When evaluating a Kickstarter campaigns I suggest being very realistic. See the amount of team experience and the talent they've worked with in the past. I recall someone wanted to do an iphone Traveller app. Cool but they said they ran out of money and halted the effort. Just saying....
I think there were a couple, one for a new game by the creator of Wing Commander, and another one, of which I will got "Duh" when I hear the name, but can not recall but it was a popular space sim in the day.
Kickstarter is interesting, and I think it's a fine tool for getting a "mostly finished" product to final production. I think it works great for things like T5, and other physical products -- where you're effectively pre-ordering the game, and maybe some extra, and helping the creator get the volumes needed for production.
I see this a lot in modeling, where companies will basically commit to finishing the creation of a model (like a scale train car or locomotive) if they can get the pre-orders to make it worth their while. The markets are finicky, and interactive enough, that it's not necessary to risk on product development when you can get the orders done up front to guarantee a return.
But software? Something as "intangible" as a game? Heck no.
Those don't need pre-orders, they need investors. If the games are successful, they'll be successful. I can't see how such companies can be ready to return their Kickstarter funds if they fail, or how they'll not simply "rush it out the door", incomplete, "under" finished, once the money is gone if they run in to issues (I know, who ever hears about software projects running in to issues that delay them).

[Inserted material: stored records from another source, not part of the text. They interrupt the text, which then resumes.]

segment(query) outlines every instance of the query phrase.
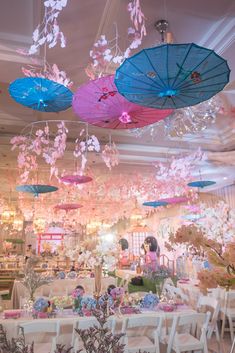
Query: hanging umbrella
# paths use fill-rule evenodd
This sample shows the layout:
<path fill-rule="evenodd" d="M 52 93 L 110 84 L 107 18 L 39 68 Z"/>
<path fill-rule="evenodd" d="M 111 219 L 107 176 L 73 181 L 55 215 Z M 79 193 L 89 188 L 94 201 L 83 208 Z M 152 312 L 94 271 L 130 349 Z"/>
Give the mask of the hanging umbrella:
<path fill-rule="evenodd" d="M 226 60 L 194 43 L 141 50 L 117 69 L 115 84 L 130 102 L 175 109 L 203 102 L 229 81 Z"/>
<path fill-rule="evenodd" d="M 183 203 L 189 201 L 188 197 L 185 196 L 175 196 L 175 197 L 169 197 L 166 199 L 161 199 L 159 202 L 166 202 L 167 204 L 177 204 L 177 203 Z"/>
<path fill-rule="evenodd" d="M 194 221 L 198 221 L 201 218 L 204 218 L 204 216 L 200 214 L 187 214 L 182 216 L 181 218 L 186 219 L 187 221 L 194 222 Z"/>
<path fill-rule="evenodd" d="M 73 96 L 73 110 L 89 124 L 109 129 L 133 129 L 156 123 L 172 110 L 156 110 L 128 102 L 105 76 L 81 86 Z"/>
<path fill-rule="evenodd" d="M 67 87 L 42 77 L 18 78 L 9 93 L 17 103 L 42 112 L 59 112 L 72 105 L 73 93 Z"/>
<path fill-rule="evenodd" d="M 196 180 L 192 181 L 191 183 L 188 183 L 188 186 L 193 187 L 193 188 L 205 188 L 206 186 L 211 186 L 216 184 L 216 181 L 212 180 Z"/>
<path fill-rule="evenodd" d="M 149 207 L 161 207 L 161 206 L 167 206 L 168 203 L 165 201 L 146 201 L 143 203 L 143 206 L 149 206 Z"/>
<path fill-rule="evenodd" d="M 57 191 L 58 188 L 52 185 L 18 185 L 16 190 L 20 192 L 28 192 L 33 194 L 35 197 L 38 197 L 39 194 L 46 194 L 48 192 Z"/>
<path fill-rule="evenodd" d="M 81 207 L 82 205 L 79 205 L 78 203 L 61 203 L 59 205 L 56 205 L 54 208 L 55 210 L 63 210 L 67 213 L 69 211 L 77 210 Z"/>
<path fill-rule="evenodd" d="M 60 177 L 60 181 L 65 184 L 84 184 L 92 181 L 88 175 L 64 175 Z"/>

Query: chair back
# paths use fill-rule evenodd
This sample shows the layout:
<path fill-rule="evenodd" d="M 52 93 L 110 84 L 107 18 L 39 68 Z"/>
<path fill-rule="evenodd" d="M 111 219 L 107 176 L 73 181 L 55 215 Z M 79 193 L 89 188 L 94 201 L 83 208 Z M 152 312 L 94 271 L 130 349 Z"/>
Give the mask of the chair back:
<path fill-rule="evenodd" d="M 166 284 L 164 286 L 164 291 L 169 294 L 170 296 L 174 297 L 174 286 L 172 286 L 171 284 Z"/>
<path fill-rule="evenodd" d="M 41 333 L 41 332 L 49 332 L 55 333 L 56 336 L 59 336 L 60 325 L 59 322 L 56 320 L 34 320 L 30 322 L 21 323 L 18 326 L 18 329 L 22 327 L 24 329 L 24 334 L 30 333 Z"/>
<path fill-rule="evenodd" d="M 99 323 L 95 317 L 82 317 L 82 318 L 79 318 L 77 321 L 75 321 L 73 324 L 71 346 L 72 347 L 76 346 L 76 349 L 78 349 L 78 344 L 80 342 L 80 339 L 77 336 L 77 333 L 75 330 L 87 330 L 88 328 L 98 324 Z"/>
<path fill-rule="evenodd" d="M 78 330 L 87 330 L 94 325 L 99 325 L 95 317 L 82 317 L 75 322 L 74 328 Z"/>
<path fill-rule="evenodd" d="M 152 327 L 155 329 L 160 329 L 161 325 L 162 317 L 153 315 L 131 316 L 123 321 L 122 333 L 125 333 L 128 329 L 137 327 Z"/>
<path fill-rule="evenodd" d="M 225 292 L 225 308 L 235 308 L 235 290 L 229 290 Z"/>
<path fill-rule="evenodd" d="M 207 338 L 211 338 L 212 333 L 217 330 L 217 320 L 220 311 L 220 303 L 217 299 L 208 296 L 200 296 L 197 303 L 197 310 L 200 312 L 203 308 L 210 310 L 211 320 L 208 327 Z"/>
<path fill-rule="evenodd" d="M 193 313 L 177 315 L 173 319 L 171 331 L 169 335 L 169 342 L 167 353 L 171 352 L 173 342 L 178 344 L 178 334 L 181 332 L 188 332 L 190 335 L 196 337 L 199 333 L 199 340 L 201 344 L 206 341 L 206 332 L 210 320 L 210 312 L 208 313 Z M 201 332 L 200 332 L 201 331 Z M 201 333 L 201 334 L 200 334 Z M 190 349 L 189 349 L 190 350 Z"/>
<path fill-rule="evenodd" d="M 189 297 L 182 291 L 181 288 L 173 287 L 172 291 L 175 296 L 180 297 L 184 302 L 189 302 Z"/>
<path fill-rule="evenodd" d="M 165 287 L 166 287 L 166 285 L 168 285 L 168 284 L 170 284 L 171 286 L 174 286 L 174 283 L 173 283 L 173 281 L 172 281 L 172 279 L 171 278 L 166 278 L 165 280 L 164 280 L 164 282 L 163 282 L 163 286 L 162 286 L 162 291 L 164 292 L 165 291 Z"/>

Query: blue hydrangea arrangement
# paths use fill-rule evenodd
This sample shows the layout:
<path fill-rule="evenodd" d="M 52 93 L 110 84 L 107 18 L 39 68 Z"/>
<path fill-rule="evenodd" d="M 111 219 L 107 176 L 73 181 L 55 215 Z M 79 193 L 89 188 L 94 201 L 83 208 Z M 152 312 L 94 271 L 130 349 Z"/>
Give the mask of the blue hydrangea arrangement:
<path fill-rule="evenodd" d="M 96 308 L 96 300 L 92 297 L 82 297 L 81 307 L 87 310 L 93 310 Z"/>
<path fill-rule="evenodd" d="M 114 305 L 113 297 L 109 294 L 103 294 L 98 300 L 98 303 L 101 307 L 103 307 L 105 305 L 105 302 L 108 303 L 108 306 L 110 308 Z"/>
<path fill-rule="evenodd" d="M 64 271 L 58 272 L 57 278 L 58 278 L 58 279 L 65 279 L 65 272 L 64 272 Z"/>
<path fill-rule="evenodd" d="M 153 309 L 159 303 L 159 298 L 156 294 L 148 293 L 141 301 L 142 308 Z"/>
<path fill-rule="evenodd" d="M 76 271 L 70 271 L 68 274 L 67 274 L 67 278 L 70 278 L 70 279 L 74 279 L 77 277 L 77 273 Z"/>
<path fill-rule="evenodd" d="M 49 306 L 49 303 L 46 299 L 38 298 L 33 304 L 33 309 L 39 313 L 39 312 L 44 312 L 46 308 L 48 308 L 48 306 Z"/>

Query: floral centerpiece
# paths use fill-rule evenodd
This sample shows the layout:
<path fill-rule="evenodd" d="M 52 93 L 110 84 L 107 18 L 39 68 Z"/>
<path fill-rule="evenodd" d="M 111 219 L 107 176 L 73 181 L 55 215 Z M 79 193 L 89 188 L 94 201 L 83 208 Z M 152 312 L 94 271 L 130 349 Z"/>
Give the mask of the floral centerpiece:
<path fill-rule="evenodd" d="M 159 303 L 159 298 L 156 294 L 148 293 L 141 301 L 141 307 L 146 309 L 153 309 Z"/>
<path fill-rule="evenodd" d="M 38 288 L 51 282 L 51 277 L 44 277 L 35 272 L 31 265 L 26 266 L 22 284 L 28 290 L 30 300 L 34 301 L 34 295 Z"/>
<path fill-rule="evenodd" d="M 111 290 L 110 295 L 113 299 L 114 308 L 118 308 L 123 304 L 124 294 L 125 292 L 122 287 L 116 287 Z"/>
<path fill-rule="evenodd" d="M 82 301 L 83 295 L 84 295 L 84 289 L 83 288 L 76 288 L 72 292 L 74 310 L 77 311 L 77 312 L 81 311 L 81 301 Z"/>
<path fill-rule="evenodd" d="M 80 313 L 84 316 L 92 315 L 92 312 L 96 309 L 97 301 L 93 297 L 84 296 L 81 299 L 81 310 Z"/>
<path fill-rule="evenodd" d="M 85 267 L 92 268 L 95 276 L 95 293 L 101 291 L 102 267 L 112 271 L 118 261 L 117 244 L 100 241 L 94 250 L 84 250 L 78 256 L 78 262 Z"/>
<path fill-rule="evenodd" d="M 48 302 L 44 298 L 38 298 L 33 304 L 33 315 L 37 317 L 47 317 L 47 310 L 50 306 L 50 302 Z"/>
<path fill-rule="evenodd" d="M 54 296 L 51 298 L 51 304 L 52 306 L 62 310 L 64 308 L 73 306 L 74 298 L 70 295 Z"/>

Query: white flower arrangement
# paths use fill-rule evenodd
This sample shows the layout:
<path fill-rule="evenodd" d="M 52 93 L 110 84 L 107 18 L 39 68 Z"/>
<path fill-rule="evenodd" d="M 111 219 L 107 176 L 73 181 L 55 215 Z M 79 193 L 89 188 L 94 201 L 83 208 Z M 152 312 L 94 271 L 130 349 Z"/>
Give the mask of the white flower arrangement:
<path fill-rule="evenodd" d="M 113 270 L 117 263 L 117 245 L 115 243 L 100 242 L 94 250 L 84 250 L 78 256 L 78 262 L 83 263 L 88 268 L 104 266 L 108 270 Z"/>

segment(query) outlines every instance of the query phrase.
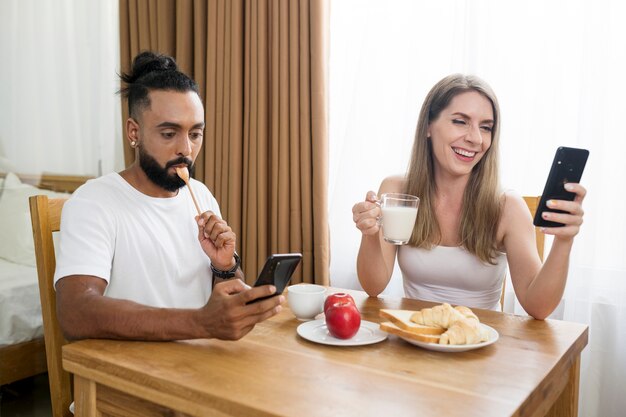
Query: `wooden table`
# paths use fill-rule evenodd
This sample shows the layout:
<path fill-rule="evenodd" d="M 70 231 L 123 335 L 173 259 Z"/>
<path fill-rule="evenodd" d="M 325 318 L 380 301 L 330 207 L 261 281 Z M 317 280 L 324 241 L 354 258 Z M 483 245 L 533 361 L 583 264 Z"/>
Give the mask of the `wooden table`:
<path fill-rule="evenodd" d="M 331 289 L 330 292 L 338 291 Z M 432 305 L 350 291 L 365 320 L 380 308 Z M 242 340 L 121 342 L 63 347 L 77 416 L 575 416 L 588 328 L 475 310 L 500 333 L 463 353 L 391 336 L 356 347 L 296 334 L 288 307 Z"/>

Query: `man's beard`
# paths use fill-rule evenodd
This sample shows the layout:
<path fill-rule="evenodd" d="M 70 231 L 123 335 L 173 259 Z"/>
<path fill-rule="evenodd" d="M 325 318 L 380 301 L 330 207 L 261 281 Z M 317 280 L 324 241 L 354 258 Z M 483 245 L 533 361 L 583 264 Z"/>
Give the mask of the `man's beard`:
<path fill-rule="evenodd" d="M 186 164 L 189 169 L 189 176 L 193 177 L 195 166 L 191 159 L 181 156 L 180 158 L 168 161 L 163 168 L 142 146 L 139 146 L 139 166 L 143 172 L 146 173 L 150 181 L 167 191 L 177 191 L 185 185 L 185 181 L 180 179 L 176 173 L 170 175 L 167 172 L 173 165 L 179 164 Z"/>

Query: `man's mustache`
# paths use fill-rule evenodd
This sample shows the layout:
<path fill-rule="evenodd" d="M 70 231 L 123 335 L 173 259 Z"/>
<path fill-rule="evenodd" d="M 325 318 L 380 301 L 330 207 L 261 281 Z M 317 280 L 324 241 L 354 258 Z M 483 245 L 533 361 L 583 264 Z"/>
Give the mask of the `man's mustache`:
<path fill-rule="evenodd" d="M 192 160 L 189 158 L 185 158 L 184 156 L 181 156 L 180 158 L 174 159 L 172 161 L 169 161 L 168 163 L 165 164 L 165 169 L 168 169 L 174 165 L 180 165 L 180 164 L 185 164 L 187 165 L 187 168 L 191 168 L 191 165 L 193 164 Z"/>

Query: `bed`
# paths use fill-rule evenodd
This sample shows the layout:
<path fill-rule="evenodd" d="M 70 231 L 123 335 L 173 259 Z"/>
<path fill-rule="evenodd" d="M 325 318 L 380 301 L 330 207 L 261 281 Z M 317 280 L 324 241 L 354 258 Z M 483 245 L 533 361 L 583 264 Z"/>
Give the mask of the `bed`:
<path fill-rule="evenodd" d="M 28 197 L 68 197 L 87 179 L 0 173 L 0 385 L 46 372 Z"/>

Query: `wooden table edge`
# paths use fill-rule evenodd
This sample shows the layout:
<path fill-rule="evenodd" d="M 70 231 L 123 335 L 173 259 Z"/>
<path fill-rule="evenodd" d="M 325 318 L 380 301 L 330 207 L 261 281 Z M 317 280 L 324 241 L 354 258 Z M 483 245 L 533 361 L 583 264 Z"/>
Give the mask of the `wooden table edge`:
<path fill-rule="evenodd" d="M 207 399 L 215 406 L 203 405 L 181 399 L 175 394 L 168 394 L 148 385 L 142 385 L 122 377 L 99 371 L 97 368 L 88 367 L 81 363 L 82 354 L 74 351 L 72 344 L 63 346 L 63 368 L 74 374 L 77 384 L 75 384 L 75 399 L 86 401 L 89 407 L 94 407 L 87 411 L 86 415 L 97 415 L 95 406 L 97 400 L 97 391 L 94 384 L 104 385 L 119 392 L 132 392 L 132 396 L 141 400 L 163 406 L 177 412 L 182 412 L 190 416 L 206 416 L 217 413 L 234 416 L 271 416 L 263 410 L 251 408 L 243 404 L 228 402 L 222 397 L 211 395 L 207 392 L 198 393 L 198 395 Z M 86 391 L 86 392 L 85 392 Z M 78 405 L 78 404 L 77 404 Z M 93 411 L 92 411 L 93 410 Z M 79 414 L 77 414 L 79 416 Z"/>
<path fill-rule="evenodd" d="M 544 398 L 547 398 L 548 401 L 533 404 L 530 399 L 527 399 L 512 417 L 578 416 L 580 359 L 588 341 L 589 326 L 584 325 L 583 331 L 565 352 L 561 361 L 546 374 L 546 377 L 537 387 L 538 390 L 546 393 Z M 559 379 L 559 376 L 566 377 Z M 534 398 L 538 397 L 535 396 Z"/>

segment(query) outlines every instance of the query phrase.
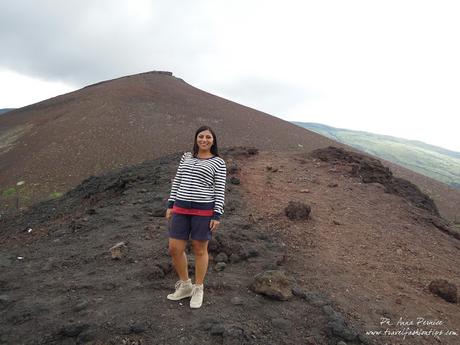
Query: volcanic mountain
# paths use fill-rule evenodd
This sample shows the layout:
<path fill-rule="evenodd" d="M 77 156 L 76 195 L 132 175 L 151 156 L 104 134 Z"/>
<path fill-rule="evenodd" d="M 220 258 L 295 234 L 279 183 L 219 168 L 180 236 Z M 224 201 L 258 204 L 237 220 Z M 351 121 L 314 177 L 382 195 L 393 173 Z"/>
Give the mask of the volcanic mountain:
<path fill-rule="evenodd" d="M 171 72 L 100 82 L 0 117 L 2 212 L 59 196 L 92 175 L 190 150 L 195 130 L 211 126 L 220 147 L 303 150 L 335 145 L 269 114 L 199 90 Z M 460 192 L 390 162 L 418 185 L 445 218 L 458 217 Z M 24 181 L 20 186 L 17 183 Z"/>

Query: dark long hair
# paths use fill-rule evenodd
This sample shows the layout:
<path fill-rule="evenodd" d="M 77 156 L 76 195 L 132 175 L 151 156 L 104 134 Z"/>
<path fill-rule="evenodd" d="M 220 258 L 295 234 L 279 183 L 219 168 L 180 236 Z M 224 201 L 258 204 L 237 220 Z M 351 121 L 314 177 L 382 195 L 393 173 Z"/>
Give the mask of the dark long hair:
<path fill-rule="evenodd" d="M 197 154 L 198 154 L 198 150 L 199 150 L 199 147 L 198 147 L 198 144 L 196 143 L 196 138 L 198 138 L 198 134 L 205 131 L 205 130 L 208 130 L 211 132 L 212 134 L 212 138 L 214 139 L 213 143 L 212 143 L 212 146 L 211 146 L 211 153 L 214 155 L 214 156 L 217 156 L 217 157 L 220 157 L 219 156 L 219 149 L 217 148 L 217 136 L 216 136 L 216 133 L 214 133 L 214 131 L 211 129 L 211 127 L 209 126 L 201 126 L 200 128 L 198 128 L 196 130 L 196 133 L 195 133 L 195 140 L 193 142 L 193 157 L 196 157 Z"/>

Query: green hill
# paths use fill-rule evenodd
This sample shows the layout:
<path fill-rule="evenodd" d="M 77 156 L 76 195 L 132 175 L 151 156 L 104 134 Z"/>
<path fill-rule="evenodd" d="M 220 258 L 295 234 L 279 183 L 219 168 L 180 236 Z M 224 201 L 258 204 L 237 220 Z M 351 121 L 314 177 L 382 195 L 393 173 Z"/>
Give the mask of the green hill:
<path fill-rule="evenodd" d="M 460 189 L 460 152 L 418 140 L 334 128 L 313 122 L 291 122 Z"/>

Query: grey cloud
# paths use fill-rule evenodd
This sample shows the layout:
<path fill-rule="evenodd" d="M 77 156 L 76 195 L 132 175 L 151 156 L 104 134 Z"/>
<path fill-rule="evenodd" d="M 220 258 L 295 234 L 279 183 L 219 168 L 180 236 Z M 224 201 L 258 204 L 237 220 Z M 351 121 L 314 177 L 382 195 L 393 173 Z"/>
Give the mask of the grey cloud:
<path fill-rule="evenodd" d="M 117 12 L 133 2 L 3 0 L 0 67 L 78 86 L 154 69 L 198 73 L 217 39 L 201 2 L 145 1 L 152 20 L 142 24 Z"/>
<path fill-rule="evenodd" d="M 302 85 L 256 77 L 214 85 L 212 89 L 218 90 L 225 98 L 277 115 L 286 113 L 287 109 L 307 98 L 317 97 Z"/>

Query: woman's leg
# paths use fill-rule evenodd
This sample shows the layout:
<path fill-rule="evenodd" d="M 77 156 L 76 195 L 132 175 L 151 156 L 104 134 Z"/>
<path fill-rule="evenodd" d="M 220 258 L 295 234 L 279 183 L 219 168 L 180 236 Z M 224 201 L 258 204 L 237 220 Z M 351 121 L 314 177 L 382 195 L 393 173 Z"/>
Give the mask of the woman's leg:
<path fill-rule="evenodd" d="M 169 255 L 171 255 L 174 269 L 182 281 L 188 279 L 188 263 L 187 255 L 185 254 L 186 245 L 186 240 L 169 238 Z"/>
<path fill-rule="evenodd" d="M 193 253 L 195 254 L 195 284 L 203 284 L 204 276 L 208 270 L 208 242 L 192 240 Z"/>

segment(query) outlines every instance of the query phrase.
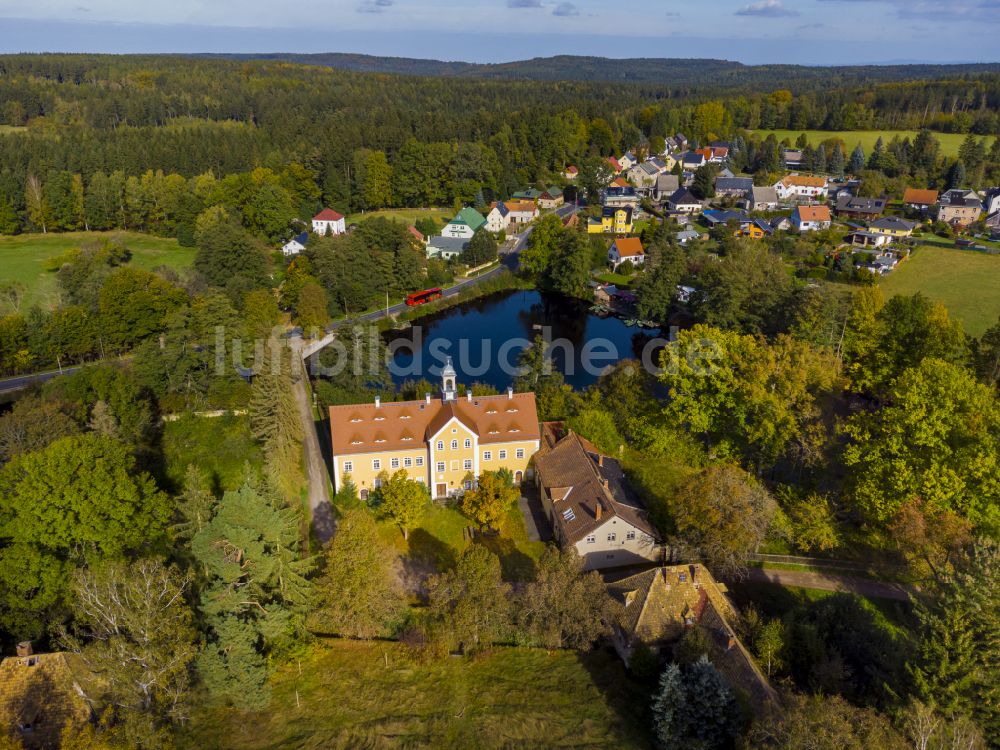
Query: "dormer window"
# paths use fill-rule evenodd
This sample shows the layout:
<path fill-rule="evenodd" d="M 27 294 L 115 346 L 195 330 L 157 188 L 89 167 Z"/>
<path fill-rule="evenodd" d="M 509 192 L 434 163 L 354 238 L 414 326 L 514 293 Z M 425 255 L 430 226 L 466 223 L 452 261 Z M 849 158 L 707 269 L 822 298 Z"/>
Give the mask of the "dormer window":
<path fill-rule="evenodd" d="M 400 419 L 410 419 L 410 415 L 409 414 L 400 414 L 399 418 Z"/>
<path fill-rule="evenodd" d="M 375 417 L 375 421 L 376 422 L 383 422 L 383 421 L 385 421 L 385 417 L 383 417 L 382 415 L 379 415 L 379 416 Z"/>
<path fill-rule="evenodd" d="M 352 422 L 360 422 L 361 421 L 361 417 L 351 417 L 351 421 Z"/>
<path fill-rule="evenodd" d="M 512 406 L 512 407 L 510 407 L 510 408 L 509 408 L 509 409 L 507 410 L 507 413 L 508 413 L 508 414 L 513 414 L 513 413 L 514 413 L 514 412 L 516 412 L 516 411 L 517 411 L 517 407 L 516 407 L 516 406 Z"/>

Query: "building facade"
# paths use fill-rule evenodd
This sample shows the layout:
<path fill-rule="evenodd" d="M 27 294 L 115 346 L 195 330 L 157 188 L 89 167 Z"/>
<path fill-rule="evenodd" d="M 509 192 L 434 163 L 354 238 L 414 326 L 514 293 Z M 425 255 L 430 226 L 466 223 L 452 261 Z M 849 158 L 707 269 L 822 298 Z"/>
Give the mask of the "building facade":
<path fill-rule="evenodd" d="M 460 495 L 484 471 L 528 477 L 539 447 L 535 394 L 459 397 L 450 358 L 441 379 L 439 397 L 330 407 L 336 490 L 350 476 L 367 499 L 383 471 L 400 469 L 435 498 Z"/>
<path fill-rule="evenodd" d="M 324 208 L 312 219 L 313 234 L 320 237 L 327 237 L 334 234 L 343 234 L 347 231 L 344 224 L 344 217 L 332 208 Z"/>

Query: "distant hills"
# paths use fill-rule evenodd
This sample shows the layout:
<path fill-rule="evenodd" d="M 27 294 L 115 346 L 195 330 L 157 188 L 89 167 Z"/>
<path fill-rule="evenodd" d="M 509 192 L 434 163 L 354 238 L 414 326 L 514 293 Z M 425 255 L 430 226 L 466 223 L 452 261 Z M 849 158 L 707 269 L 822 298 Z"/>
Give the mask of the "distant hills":
<path fill-rule="evenodd" d="M 780 84 L 798 88 L 810 82 L 838 85 L 867 81 L 905 81 L 979 73 L 1000 73 L 1000 63 L 962 65 L 744 65 L 730 60 L 583 57 L 559 55 L 507 63 L 445 62 L 409 57 L 324 52 L 318 54 L 206 54 L 228 60 L 272 60 L 340 70 L 397 75 L 531 81 L 595 81 L 684 87 L 713 83 L 722 87 Z"/>

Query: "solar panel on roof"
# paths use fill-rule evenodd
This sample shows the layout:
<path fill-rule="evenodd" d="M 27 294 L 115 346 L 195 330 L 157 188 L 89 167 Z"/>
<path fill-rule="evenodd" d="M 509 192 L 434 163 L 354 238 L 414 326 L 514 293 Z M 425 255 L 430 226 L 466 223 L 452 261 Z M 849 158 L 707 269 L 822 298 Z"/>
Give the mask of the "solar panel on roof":
<path fill-rule="evenodd" d="M 573 512 L 572 508 L 567 508 L 566 510 L 563 511 L 563 518 L 565 518 L 567 521 L 575 521 L 576 514 Z"/>

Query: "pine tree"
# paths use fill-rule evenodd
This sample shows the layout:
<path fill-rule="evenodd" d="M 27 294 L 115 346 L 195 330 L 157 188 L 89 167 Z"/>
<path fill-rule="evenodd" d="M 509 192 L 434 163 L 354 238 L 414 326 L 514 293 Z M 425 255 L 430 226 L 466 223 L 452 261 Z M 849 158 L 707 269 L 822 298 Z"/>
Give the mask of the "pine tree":
<path fill-rule="evenodd" d="M 656 738 L 664 748 L 731 746 L 738 733 L 739 704 L 718 670 L 702 656 L 681 670 L 670 664 L 653 699 Z"/>
<path fill-rule="evenodd" d="M 215 496 L 208 487 L 205 475 L 193 464 L 184 472 L 184 488 L 177 499 L 177 520 L 174 532 L 181 539 L 190 540 L 212 520 Z"/>
<path fill-rule="evenodd" d="M 868 168 L 881 169 L 882 157 L 884 153 L 885 153 L 885 143 L 883 143 L 882 141 L 882 136 L 879 136 L 878 140 L 875 141 L 875 148 L 872 149 L 871 156 L 868 157 Z"/>
<path fill-rule="evenodd" d="M 960 188 L 965 184 L 965 164 L 957 159 L 948 170 L 948 189 Z"/>
<path fill-rule="evenodd" d="M 851 153 L 851 160 L 847 164 L 847 171 L 856 176 L 864 168 L 865 150 L 861 148 L 861 144 L 859 143 Z"/>
<path fill-rule="evenodd" d="M 844 176 L 844 152 L 839 145 L 835 145 L 833 150 L 830 151 L 826 168 L 835 177 Z"/>

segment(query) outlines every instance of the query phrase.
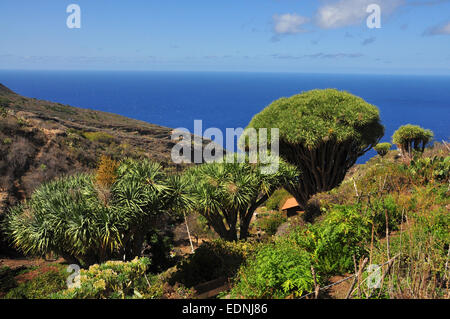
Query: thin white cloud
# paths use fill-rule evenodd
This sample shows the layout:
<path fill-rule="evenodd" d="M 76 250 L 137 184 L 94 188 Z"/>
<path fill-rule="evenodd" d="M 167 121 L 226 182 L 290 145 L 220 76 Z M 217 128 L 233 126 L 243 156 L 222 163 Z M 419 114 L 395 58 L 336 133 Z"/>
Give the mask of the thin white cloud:
<path fill-rule="evenodd" d="M 424 35 L 450 35 L 450 21 L 426 30 Z"/>
<path fill-rule="evenodd" d="M 361 44 L 362 45 L 369 45 L 371 43 L 374 43 L 376 41 L 376 39 L 377 38 L 375 38 L 375 37 L 370 37 L 370 38 L 364 39 L 364 41 L 361 42 Z"/>
<path fill-rule="evenodd" d="M 305 32 L 302 25 L 309 21 L 308 18 L 296 13 L 286 13 L 273 16 L 273 30 L 276 34 L 295 34 Z"/>
<path fill-rule="evenodd" d="M 271 57 L 281 60 L 300 60 L 300 59 L 339 59 L 339 58 L 360 58 L 363 57 L 362 53 L 313 53 L 303 55 L 285 55 L 285 54 L 272 54 Z"/>
<path fill-rule="evenodd" d="M 366 20 L 367 7 L 378 4 L 382 15 L 389 15 L 398 7 L 406 4 L 405 0 L 339 0 L 325 1 L 317 11 L 316 23 L 323 29 L 335 29 L 358 25 Z"/>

Actual products have formidable manufacturing costs (packaging, tooling, minimum quantities for manufacture, etc.). So, taking a basically finished product and getting it produce is typically a low risk endeavor.
But software, once it's done, distribution is a matter of standing up a website, show less need of final capital (certainly some is involved, but most of the software Kickstarters simply are not at this stage of release -- they're not even in beta).
So, good luck to them, and their early adopters, but me, I'll wait.